Ir para o conteúdo

Direito TrabalhistaAnálise jurídica

Demissão por justa causa: quando ela é válida e o que permite reverter na Justiça do Trabalho

A justa causa é a punição mais severa do contrato de trabalho e, por isso, tem exigências próprias: fato previsto em lei, proporcionalidade, punição imediata e prova. Este texto mostra as hipóteses do artigo 482 da CLT, os erros que costumam derrubar a dispensa e o que o trabalhador passa a receber quando ela é revertida.
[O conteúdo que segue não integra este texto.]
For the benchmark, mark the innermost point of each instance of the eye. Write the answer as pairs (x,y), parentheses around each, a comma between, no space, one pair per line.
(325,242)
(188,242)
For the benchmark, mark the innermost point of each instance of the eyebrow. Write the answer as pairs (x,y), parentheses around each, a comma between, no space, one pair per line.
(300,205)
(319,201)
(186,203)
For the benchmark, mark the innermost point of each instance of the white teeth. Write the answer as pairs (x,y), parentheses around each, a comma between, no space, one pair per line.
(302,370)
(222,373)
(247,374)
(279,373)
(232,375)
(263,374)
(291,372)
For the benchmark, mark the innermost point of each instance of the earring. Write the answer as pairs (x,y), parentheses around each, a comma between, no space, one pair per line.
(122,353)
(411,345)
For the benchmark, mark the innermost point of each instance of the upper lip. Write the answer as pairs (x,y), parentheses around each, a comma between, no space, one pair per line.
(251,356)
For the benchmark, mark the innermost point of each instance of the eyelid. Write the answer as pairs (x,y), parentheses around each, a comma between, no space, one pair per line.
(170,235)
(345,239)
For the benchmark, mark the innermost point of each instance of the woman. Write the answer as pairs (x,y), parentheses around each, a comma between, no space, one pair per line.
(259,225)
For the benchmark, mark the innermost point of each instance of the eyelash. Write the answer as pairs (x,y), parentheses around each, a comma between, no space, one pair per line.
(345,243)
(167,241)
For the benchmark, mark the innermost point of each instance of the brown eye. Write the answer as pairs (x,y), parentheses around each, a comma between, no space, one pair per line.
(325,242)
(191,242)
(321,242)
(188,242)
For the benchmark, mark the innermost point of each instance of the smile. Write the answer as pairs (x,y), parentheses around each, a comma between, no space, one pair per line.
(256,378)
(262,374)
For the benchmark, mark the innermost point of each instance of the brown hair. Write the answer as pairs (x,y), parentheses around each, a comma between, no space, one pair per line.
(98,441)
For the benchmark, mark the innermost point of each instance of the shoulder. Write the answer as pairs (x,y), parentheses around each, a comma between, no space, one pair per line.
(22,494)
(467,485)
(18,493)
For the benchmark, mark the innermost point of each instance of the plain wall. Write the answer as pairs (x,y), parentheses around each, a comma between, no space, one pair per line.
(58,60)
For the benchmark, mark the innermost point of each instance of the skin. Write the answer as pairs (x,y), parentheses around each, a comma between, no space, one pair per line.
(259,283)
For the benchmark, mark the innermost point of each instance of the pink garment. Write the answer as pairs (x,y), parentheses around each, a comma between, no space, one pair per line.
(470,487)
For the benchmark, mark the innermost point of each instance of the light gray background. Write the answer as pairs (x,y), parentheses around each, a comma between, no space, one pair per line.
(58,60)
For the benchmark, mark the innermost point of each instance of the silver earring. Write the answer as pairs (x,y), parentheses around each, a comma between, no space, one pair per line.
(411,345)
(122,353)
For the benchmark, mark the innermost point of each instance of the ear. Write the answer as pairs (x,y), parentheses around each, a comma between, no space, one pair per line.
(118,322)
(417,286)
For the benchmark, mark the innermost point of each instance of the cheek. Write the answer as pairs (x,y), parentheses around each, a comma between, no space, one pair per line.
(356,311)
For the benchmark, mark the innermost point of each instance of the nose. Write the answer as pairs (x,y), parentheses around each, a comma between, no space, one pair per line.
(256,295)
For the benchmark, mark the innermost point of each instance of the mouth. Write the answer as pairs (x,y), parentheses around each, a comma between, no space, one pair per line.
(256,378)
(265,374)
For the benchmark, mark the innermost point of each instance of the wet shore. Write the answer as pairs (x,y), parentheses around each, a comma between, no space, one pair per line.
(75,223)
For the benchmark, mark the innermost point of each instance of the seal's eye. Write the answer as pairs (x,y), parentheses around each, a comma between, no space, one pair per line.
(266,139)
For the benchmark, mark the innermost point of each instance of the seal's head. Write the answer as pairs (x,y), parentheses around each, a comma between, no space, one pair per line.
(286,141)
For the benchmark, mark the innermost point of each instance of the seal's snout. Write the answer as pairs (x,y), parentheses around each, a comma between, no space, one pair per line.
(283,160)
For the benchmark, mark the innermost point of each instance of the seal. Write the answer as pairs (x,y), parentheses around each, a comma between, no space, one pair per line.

Pedro Rodrigues Montalvão NetoOAB/MT 30.021
11 min de leitura
Pedro Rodrigues Montalvão Neto, advogado em Cuiabá
Neste artigo6 tópicos

A dispensa por justa causa retira do trabalhador o aviso-prévio, as férias proporcionais, o décimo terceiro proporcional, a indenização de 40% do FGTS, o saque do fundo e o seguro-desemprego. Sobram, em regra, o saldo de salário e as férias vencidas, quando houver.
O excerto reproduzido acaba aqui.